Tags
depression, explanation, health, judgements, mania, medication, Mental Health, Mental Illness, treatment
This is the second of 2 parts for this particular piece. I know there’s alot here but for the people who are dealing with loved ones with bi-polar understanding the battle to stay medicated is one of the toughest ones to face. Part 1 can be found here
Run-of-the-mill SSRI. I did some quick research, and knew it would take a few weeks to become completely affective, and was ware of the side affects. 2 months later and a quick check with the Doc and it all seemed to be working as expected except for a few minor dosage adjustments.
And so it continued for about 2 years. I’ve been asked numerous times by every single doctor, social worker, case worker, and therapist to try and pinpoint when the changes really began to happen. I can’t really do that. A good portion of those with bi-polar can’t. Here’s why. (And this will explain why I felt it important to describe my previous energy and extroverted nature a few paragraphs above.) For some many people with bi-polar they are misdiagnosed for months and many times, as in my case, years. I went to the doctor and told them about my depressions and my anxiety. I didn’t tell them about the mania that I had started experiencing around that same time. Why on god’s green earth would I? The manias were what I lived for. The energy, the excitement, the creativity. It was all so amazing. It was all so beautiful and right and things seemed perfect in the world at that time. And if they weren’t perfect, I felt like I had to ability to make them so. So I never complained to my doctor about it. It never even occurred to me that it could be an indicator of something larger gone awry.

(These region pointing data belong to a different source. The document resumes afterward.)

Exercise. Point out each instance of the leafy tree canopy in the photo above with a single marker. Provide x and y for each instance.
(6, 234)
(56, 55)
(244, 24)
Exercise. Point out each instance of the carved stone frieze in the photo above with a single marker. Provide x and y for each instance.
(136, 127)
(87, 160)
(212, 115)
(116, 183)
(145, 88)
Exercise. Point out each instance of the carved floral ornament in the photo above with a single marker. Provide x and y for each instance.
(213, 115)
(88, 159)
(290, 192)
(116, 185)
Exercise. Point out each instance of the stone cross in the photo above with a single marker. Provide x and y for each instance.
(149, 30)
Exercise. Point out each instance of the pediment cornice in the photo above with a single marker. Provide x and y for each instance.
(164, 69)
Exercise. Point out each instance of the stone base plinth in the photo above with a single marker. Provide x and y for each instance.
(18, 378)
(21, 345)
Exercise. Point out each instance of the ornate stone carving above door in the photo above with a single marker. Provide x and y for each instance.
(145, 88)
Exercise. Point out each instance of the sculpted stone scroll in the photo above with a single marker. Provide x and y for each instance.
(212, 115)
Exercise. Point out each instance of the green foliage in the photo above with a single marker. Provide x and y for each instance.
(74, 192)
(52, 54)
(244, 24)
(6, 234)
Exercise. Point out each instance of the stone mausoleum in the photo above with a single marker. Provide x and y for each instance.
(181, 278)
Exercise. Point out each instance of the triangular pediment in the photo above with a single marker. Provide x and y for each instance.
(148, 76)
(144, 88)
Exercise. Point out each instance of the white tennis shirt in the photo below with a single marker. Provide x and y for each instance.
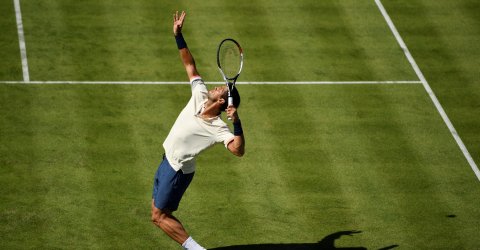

It changed me. It changed everything. I was different to my friends and in social settings. They didn’t quite seem to know how they were supposed to interact with me anymore. My role in the group no longer fit my characteristics. As people began to treat me differently I started to notice that I no longer knew how to maneuver with my newly calibrated brain chemistry. It was like reliving every awkward, coming-of-age experience you had growing up where you had to fumble your way through, feeling lost and humiliated. Only this time my hands were tied. I had always been the out going one. I was the funny, fat girl. I had my role. I wasn’t that anymore. While logically I could look back at the depressive episodes and know how dismal and horrid that place was that they took me, I still missed the person I once was.
The loss of that person that you once knew creates a grief that is indescribable. I cannot think of a more complex concept than to mourn the loss of yourself. At this point, every coping skill that you have learned up until this point in your life has been altered and the environment that you are trying to learn this new skill set in has also been altered and you are thrown blindfolded into the deep end. While, everyone who has been watching your spiral is cheering saying that this is the break you have been looking for in life. How the hell is this a break?
Learning these new techniques and skills are not a quick process. They take time and adjustment, and pain and work. These are all things that human nature will tell you to try to avoid if there is an alternate means available. Then it occurs to you. There is. Stop taking the meds. You’ve had sometime on them, you’ve reflected on what your poor decisions were and where you need to make changes and you can do that now without the meds. You’ll go back to having all of the benefits without all the risks and fears and complications. It was a great break for you to take and get yourself recentered, but now that’s all done.
You do that. You stop. It’s your body and your life so it’s your decision. Then it doesn’t take long, I can’t say exactly how long, but not long, and the old patterns start to show again. At first your theory holds true, you can use your new knowledge to control things. Gradually the escalation begins. Now you’re back to the place of agony once again. You’ve broken promises, or ruined business deals. You’ve betrayed friendships or emptied every bank account you had access to. Standing there you can see it all. It’s all in fragments right now but it’s there. Pieces from every important thing in your life and they are all damaged by you. Your life has once again collided with that of those you love and they are still left asking why you wouldn’t just get help. Why couldn’t you just stay on the meds. Was is really that hard?